PDA

View Full Version : Folding@4850


initialised
06-27-2008, 06:11 PM
I borrowed a pair of HIS 4850 512MB GDDR3 :D
Swapped them out for my 2900s, no driver reinstall was required, but a total of three reboots (off, install, boot, reboot, reboot) were needed.

Folding on Crossfire 4850s

http://farm4.static.flickr.com/3113/2616370895_1641168b80_o.jpg

~936 iterations per second with 96% load on GPU1 and 24% on GPU2. All GPU usage can be attributed to F@H since at the desktop I get 0 GPU usage on both cards.

http://farm4.static.flickr.com/3263/2616371117_f10a5b912b_o.jpg

I may be wrong but I believe that the 24% on GPU1 is folding activity since it remains at 24% when the display is closed.

http://farm4.static.flickr.com/3159/2617246396_a8cda93124_o.jpg

However with Crossfire disabled I get ~910-970 iterations per second (image shows 961/97%, 940/96% is typical) 0 iterations per second with 96% GPU .

http://farm4.static.flickr.com/3070/2617298618_826a6ec6bb_o.jpg

So it would appear that the 24% usage on GPU2 is pretty much waste since a single card gives similar performance.
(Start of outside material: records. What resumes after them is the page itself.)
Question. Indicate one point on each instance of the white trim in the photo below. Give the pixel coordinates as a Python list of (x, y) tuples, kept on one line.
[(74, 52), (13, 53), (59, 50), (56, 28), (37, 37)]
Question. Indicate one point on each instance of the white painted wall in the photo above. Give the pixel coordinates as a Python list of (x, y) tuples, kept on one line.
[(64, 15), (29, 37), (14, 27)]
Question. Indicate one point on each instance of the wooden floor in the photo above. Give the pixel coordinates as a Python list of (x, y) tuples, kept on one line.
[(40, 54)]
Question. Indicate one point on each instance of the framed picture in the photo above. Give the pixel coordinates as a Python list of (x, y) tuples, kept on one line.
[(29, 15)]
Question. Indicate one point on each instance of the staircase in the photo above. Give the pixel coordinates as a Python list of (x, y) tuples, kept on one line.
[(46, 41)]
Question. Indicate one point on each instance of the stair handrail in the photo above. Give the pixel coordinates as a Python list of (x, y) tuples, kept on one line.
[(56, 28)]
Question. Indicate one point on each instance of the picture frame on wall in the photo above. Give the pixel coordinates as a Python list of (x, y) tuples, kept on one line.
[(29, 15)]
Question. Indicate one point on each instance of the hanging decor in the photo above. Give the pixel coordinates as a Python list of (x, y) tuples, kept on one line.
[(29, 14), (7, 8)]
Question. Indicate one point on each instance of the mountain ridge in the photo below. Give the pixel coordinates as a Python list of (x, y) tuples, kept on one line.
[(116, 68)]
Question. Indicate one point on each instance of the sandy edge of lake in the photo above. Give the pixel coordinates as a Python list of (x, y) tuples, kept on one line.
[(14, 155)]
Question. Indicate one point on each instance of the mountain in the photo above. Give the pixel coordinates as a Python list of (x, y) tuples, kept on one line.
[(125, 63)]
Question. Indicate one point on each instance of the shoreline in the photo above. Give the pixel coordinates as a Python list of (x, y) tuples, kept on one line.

However, in Crossfire GPU utilisation and folding performance were more consistent hopefully this will improve with ATi's drivers and future releases of F@H-GPU.

The core doesn't clock to 625MHz as it should under load on either card, when this is fixed in the client expect to see a further 25% when that is fixed.

On my HD2900XT cards in Crossfire I get ~640 iterations per second so that is a 46% increase in folding performance. Also am I right in thinking that one iteration is approximately 1GFLOP?

System used:
E4600 @ 3.2GHz (400x8)
2x1GB DDR2 FleXLC 4-4-4-12 800MHz
Ragimus Formula BIOS: RF-401

lowfat
06-27-2008, 06:17 PM
I don't think this is exactly news...But while we are here what kind of PPD are you getting per card?

bowman
06-27-2008, 06:22 PM
I get over 4200 iter/s on my 8800GTX. Such a shame about the ATI client, the 4870 really ought to be almost twice as fast if not twice as fast. I hear they've got an update 'focused on the 4 series' on the way, let's hope it can really unleash the cards.

Calmatory
06-27-2008, 06:27 PM
I get over 4200 iter/s on my 8800GTX. Such a shame about the ATI client, the 4870 really ought to be almost twice as fast if not twice as fast. I hear they've got an update 'focused on the 4 series' on the way, let's hope it can really unleash the cards.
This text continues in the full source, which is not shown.